Uraga Real Estates Limited (a property development company) and Anchorage Leisures Limited (a tourism and hospitality promotion outfit) make up the Real Estate sector of the Group. Pavilion Technology Limited is the Group's operating company in the Service sector.

== Contributions ==
Honeywell contributes to human and economic development through a number of initiatives. It has the Honeywell Baking School programme, which is a vocational training programme in Baking Technology. The programme offers participants skills on modern and more efficient baking methods that will ensure better baked products. Honeywell Group also runs the Honeywell Excellence Programme (HEP).
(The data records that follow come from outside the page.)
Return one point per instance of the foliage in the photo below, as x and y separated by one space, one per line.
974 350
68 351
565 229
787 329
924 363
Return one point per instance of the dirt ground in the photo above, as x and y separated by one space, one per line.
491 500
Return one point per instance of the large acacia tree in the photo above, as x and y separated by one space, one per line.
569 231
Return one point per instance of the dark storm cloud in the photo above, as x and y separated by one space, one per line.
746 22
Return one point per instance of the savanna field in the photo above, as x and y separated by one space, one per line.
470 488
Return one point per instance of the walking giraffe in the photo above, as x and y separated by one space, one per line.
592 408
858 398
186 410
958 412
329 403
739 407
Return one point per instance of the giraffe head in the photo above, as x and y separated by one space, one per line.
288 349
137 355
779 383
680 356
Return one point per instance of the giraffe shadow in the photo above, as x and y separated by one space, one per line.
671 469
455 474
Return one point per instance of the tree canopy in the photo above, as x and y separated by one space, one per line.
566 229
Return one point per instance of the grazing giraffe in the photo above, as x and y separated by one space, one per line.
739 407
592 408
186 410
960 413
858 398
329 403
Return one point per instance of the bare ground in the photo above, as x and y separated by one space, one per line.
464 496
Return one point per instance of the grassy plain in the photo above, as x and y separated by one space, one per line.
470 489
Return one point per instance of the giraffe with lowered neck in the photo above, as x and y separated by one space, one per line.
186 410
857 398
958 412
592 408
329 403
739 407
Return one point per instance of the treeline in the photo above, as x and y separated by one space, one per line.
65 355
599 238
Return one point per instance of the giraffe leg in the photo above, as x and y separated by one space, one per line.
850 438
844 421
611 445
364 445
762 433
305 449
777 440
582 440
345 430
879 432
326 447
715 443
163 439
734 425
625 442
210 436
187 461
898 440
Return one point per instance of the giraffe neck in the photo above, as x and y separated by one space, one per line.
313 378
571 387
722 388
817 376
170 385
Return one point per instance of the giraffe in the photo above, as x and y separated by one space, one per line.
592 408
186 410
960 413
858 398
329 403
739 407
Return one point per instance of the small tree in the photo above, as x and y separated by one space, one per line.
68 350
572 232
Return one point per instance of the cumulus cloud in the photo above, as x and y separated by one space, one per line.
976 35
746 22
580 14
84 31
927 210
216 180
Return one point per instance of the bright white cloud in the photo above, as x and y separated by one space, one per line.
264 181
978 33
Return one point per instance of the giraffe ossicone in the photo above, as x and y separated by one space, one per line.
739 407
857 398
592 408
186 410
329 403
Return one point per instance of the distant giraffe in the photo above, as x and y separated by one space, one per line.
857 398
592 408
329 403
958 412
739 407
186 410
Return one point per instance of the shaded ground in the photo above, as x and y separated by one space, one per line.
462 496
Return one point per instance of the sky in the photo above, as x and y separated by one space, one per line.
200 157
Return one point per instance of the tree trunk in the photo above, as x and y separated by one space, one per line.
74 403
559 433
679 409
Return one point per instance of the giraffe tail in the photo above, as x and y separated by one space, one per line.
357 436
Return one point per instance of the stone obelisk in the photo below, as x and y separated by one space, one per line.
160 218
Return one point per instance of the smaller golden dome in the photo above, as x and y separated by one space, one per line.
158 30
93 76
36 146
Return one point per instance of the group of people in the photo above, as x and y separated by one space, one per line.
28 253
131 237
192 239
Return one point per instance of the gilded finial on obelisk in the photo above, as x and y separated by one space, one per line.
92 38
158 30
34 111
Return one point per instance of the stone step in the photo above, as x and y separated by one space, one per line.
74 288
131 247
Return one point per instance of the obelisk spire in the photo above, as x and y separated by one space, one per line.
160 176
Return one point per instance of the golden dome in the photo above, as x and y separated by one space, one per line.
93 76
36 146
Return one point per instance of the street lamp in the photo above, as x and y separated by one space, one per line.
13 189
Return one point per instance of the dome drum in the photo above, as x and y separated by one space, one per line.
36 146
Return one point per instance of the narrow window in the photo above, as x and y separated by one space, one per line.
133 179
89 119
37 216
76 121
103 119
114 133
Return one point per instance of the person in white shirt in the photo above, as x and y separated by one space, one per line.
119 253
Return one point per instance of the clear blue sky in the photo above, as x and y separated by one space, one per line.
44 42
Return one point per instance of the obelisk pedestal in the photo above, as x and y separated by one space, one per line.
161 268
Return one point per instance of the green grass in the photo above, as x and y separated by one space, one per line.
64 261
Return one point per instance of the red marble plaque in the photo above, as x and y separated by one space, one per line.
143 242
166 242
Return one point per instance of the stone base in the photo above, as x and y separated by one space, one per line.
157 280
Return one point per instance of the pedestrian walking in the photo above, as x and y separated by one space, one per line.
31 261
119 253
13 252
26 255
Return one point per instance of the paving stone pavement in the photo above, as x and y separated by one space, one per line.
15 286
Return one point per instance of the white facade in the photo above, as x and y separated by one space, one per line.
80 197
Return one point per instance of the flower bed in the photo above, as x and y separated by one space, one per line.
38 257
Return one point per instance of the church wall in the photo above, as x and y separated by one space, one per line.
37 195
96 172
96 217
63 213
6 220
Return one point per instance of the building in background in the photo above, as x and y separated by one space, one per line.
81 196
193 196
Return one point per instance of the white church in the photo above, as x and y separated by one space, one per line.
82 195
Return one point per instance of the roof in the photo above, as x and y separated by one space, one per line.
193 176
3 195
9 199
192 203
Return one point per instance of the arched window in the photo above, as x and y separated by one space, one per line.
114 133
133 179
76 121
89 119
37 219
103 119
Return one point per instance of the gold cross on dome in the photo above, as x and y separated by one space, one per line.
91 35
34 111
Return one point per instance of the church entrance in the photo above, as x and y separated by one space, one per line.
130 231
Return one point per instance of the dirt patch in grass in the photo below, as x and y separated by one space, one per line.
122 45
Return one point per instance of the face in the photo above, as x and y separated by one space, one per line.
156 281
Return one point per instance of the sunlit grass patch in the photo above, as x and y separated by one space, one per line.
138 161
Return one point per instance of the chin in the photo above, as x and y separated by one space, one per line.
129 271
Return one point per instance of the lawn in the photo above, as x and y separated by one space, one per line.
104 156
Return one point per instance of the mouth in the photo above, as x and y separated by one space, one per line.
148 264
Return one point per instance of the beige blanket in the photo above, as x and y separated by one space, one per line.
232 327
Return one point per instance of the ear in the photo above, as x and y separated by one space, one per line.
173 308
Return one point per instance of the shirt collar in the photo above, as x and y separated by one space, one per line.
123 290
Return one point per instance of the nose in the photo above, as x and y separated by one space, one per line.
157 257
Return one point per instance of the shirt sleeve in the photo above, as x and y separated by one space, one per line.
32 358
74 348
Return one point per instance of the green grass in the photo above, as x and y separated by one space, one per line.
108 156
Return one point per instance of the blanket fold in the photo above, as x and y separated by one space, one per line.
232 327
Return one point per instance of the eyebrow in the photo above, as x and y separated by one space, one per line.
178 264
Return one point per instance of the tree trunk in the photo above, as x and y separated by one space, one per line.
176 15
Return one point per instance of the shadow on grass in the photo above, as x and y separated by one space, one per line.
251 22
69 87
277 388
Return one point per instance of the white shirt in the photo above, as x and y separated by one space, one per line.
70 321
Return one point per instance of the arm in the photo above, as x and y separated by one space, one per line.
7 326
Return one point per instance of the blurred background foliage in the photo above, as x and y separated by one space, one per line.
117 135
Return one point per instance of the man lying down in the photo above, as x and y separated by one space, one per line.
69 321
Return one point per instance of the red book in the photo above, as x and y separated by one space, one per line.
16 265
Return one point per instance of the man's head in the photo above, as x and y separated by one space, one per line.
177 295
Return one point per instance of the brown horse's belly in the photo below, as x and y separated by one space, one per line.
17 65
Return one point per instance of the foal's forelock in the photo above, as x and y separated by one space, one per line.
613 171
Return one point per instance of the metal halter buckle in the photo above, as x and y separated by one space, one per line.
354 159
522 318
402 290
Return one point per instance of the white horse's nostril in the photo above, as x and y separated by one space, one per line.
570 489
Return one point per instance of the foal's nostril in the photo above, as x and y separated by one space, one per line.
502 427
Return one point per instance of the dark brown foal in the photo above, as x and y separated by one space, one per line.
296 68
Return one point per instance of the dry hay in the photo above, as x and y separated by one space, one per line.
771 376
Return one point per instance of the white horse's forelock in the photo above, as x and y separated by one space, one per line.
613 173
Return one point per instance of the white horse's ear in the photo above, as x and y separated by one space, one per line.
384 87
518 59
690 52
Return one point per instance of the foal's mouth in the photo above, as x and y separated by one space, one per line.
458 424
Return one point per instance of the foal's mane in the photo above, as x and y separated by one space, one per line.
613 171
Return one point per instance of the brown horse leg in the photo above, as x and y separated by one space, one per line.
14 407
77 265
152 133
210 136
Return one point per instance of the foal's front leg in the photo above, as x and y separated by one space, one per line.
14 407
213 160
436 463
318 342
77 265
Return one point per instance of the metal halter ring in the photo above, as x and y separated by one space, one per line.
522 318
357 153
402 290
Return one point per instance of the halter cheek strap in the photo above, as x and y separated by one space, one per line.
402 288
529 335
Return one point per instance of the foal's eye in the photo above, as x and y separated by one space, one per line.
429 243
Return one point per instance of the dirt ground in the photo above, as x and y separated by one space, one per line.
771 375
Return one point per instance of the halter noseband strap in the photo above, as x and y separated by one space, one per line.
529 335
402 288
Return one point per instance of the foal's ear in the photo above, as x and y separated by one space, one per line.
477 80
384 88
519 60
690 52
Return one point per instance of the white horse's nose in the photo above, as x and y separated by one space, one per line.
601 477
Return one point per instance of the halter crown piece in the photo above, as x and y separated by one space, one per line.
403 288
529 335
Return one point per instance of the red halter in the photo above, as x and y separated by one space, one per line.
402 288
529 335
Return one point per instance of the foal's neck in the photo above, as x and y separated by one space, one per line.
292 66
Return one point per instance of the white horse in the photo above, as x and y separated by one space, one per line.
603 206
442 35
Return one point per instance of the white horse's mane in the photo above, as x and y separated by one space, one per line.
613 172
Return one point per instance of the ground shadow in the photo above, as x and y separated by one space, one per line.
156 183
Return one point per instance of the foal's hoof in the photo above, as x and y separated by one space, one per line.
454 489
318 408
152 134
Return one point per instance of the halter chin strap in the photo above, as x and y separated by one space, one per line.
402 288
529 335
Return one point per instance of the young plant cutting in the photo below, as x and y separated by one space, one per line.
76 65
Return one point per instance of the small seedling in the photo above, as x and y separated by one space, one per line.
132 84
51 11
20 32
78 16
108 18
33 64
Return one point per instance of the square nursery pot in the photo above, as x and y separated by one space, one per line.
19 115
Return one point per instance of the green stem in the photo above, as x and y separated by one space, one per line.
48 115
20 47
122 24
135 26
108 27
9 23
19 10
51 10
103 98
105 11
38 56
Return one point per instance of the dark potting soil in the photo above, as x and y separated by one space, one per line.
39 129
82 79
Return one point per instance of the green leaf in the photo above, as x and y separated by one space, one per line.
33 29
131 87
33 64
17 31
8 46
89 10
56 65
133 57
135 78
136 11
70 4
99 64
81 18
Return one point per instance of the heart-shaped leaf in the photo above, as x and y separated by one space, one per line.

HEP is a platform for young, intelligent Nigerian graduates of tertiary institutions to hone their business management skills by providing them with a comprehensive and robust training in business management principles, over a-12 month period. Recently, Honeywell launched an accelerator programme called 'Itanna'.

 Itanna is a social impact investment aimed at facilitating rapid growth of innovative, tech-based start-ups and transform them into strategic enterprises that will further propel economic growth on the African continent. Finally, Honeywell regularly donates gifts, cash and products to orphanages as part of its corporate social responsibility.

== Leadership ==
Dr. Oba Otudeko has served as chairman since 2012. Previously, he was Group Chairman of FBN Holdings PLC. He studied at Leeds College of Commerce. He also serves on the board for Lagos Sheraton Hotel.

Nino Albert Ozara is the Executive Director and Manufacturing Director of Honeywell Flour Mills Plc.